The description Wasson had applied to Henry Livingstone, Bassett himself

applied to the two ranch hands later on, during their interview. It

could hardly have been called an interview at all, indeed, and after a

time Bassett realized that behind their taciturnity was suspicion. They

were watching him, undoubtedly; he rather thought, when he looked away,

that once or twice they exchanged glances. He was certain, too, that

Wasson himself was puzzled.

"Speak up, Jake," he said once, irritably. "This gentleman has come a

long way. It's a matter of some property."

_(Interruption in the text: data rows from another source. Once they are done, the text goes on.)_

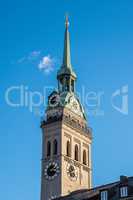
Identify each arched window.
[47,141,51,157]
[53,139,58,155]
[75,144,79,161]
[66,141,71,157]
[83,150,87,165]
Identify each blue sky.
[0,0,133,200]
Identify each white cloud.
[38,55,55,74]
[17,51,41,64]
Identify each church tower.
[41,17,92,200]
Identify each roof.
[56,176,133,200]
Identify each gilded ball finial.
[65,14,69,28]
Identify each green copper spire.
[63,16,72,69]
[57,15,76,79]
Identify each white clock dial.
[67,163,78,181]
[70,96,82,115]
[49,94,60,107]
[44,162,60,180]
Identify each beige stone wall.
[41,121,91,200]
[61,124,91,195]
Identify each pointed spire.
[63,15,71,69]
[57,15,77,79]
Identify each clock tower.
[41,17,92,200]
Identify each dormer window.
[100,190,108,200]
[120,186,128,197]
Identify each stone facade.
[55,176,133,200]
[41,19,92,200]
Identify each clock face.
[67,163,78,181]
[44,162,60,180]
[49,94,59,107]
[70,96,81,115]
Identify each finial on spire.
[65,14,69,29]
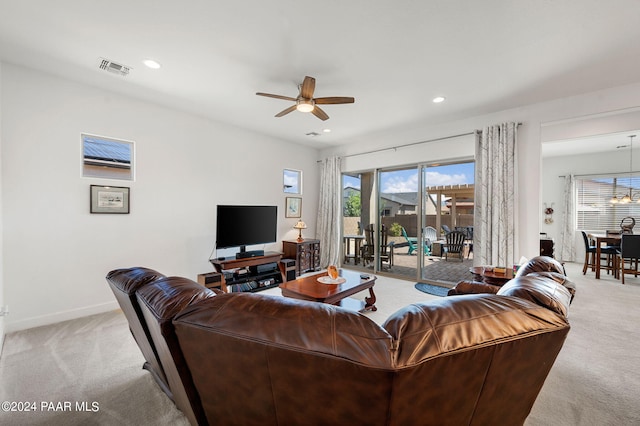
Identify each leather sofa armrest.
[447,281,500,296]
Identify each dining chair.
[580,231,596,275]
[580,231,620,278]
[616,234,640,284]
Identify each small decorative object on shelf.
[293,220,307,243]
[327,265,338,280]
[544,203,554,225]
[493,266,507,274]
[282,239,320,277]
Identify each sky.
[344,163,475,193]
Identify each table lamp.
[293,220,307,243]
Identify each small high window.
[82,134,134,180]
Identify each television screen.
[216,205,278,251]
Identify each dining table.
[589,234,622,280]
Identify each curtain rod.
[324,122,522,163]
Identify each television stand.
[209,252,284,292]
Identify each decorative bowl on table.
[318,276,347,284]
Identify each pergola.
[426,183,475,229]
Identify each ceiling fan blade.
[300,76,316,99]
[314,96,356,105]
[276,105,296,117]
[256,92,296,102]
[311,105,329,121]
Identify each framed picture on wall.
[284,197,302,217]
[282,169,302,194]
[90,185,129,214]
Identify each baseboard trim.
[4,300,120,334]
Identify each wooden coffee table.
[469,266,513,286]
[280,269,377,312]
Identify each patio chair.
[422,226,439,255]
[440,231,465,262]
[400,226,435,256]
[360,224,394,268]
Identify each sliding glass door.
[420,162,475,285]
[342,162,474,285]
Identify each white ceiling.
[0,0,640,148]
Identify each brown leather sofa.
[448,256,576,301]
[136,277,216,424]
[107,264,571,425]
[106,267,168,398]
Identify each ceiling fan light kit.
[296,99,315,112]
[256,76,355,121]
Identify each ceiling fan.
[256,76,355,121]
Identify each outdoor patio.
[344,247,473,287]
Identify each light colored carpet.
[0,264,640,426]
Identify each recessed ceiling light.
[142,59,161,70]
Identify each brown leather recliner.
[137,277,216,425]
[173,276,571,425]
[447,256,576,301]
[106,267,168,398]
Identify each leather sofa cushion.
[174,293,392,368]
[382,294,568,368]
[137,277,216,322]
[447,281,500,296]
[498,274,571,318]
[516,256,566,277]
[106,267,164,295]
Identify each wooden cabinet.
[282,240,320,277]
[540,238,554,257]
[208,252,283,292]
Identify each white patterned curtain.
[558,175,576,262]
[316,157,342,268]
[473,123,518,267]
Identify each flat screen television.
[216,205,278,253]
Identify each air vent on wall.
[99,58,131,77]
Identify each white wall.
[321,79,640,258]
[0,62,5,354]
[0,64,319,331]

"What sort of property?" Jake demanded. Jake was the spokesman of the

two.

"That's not important," Bassett observed, easily. "What we want to know

is if Henry Livingstone had any family."

"He had a brother."

"No one else?"

"Then it's up to me to trail the brother," Bassett observed. "Either of

you remember where he lived?"

"Somewhere in the East."

Bassett laughed.

"That's a trifle vague," he commented good-humoredly. "Didn't you boys

ever mail any letters for him?"

He was certain again that they exchanged glances, but they continued

to present an unbroken front of ignorance. Wasson was divided between

irritation and amusement.

"What'd I tell you?" he asked. "Like master like man. I've been here ten

years, and I've never got a word about the Livingstones out of either of

them."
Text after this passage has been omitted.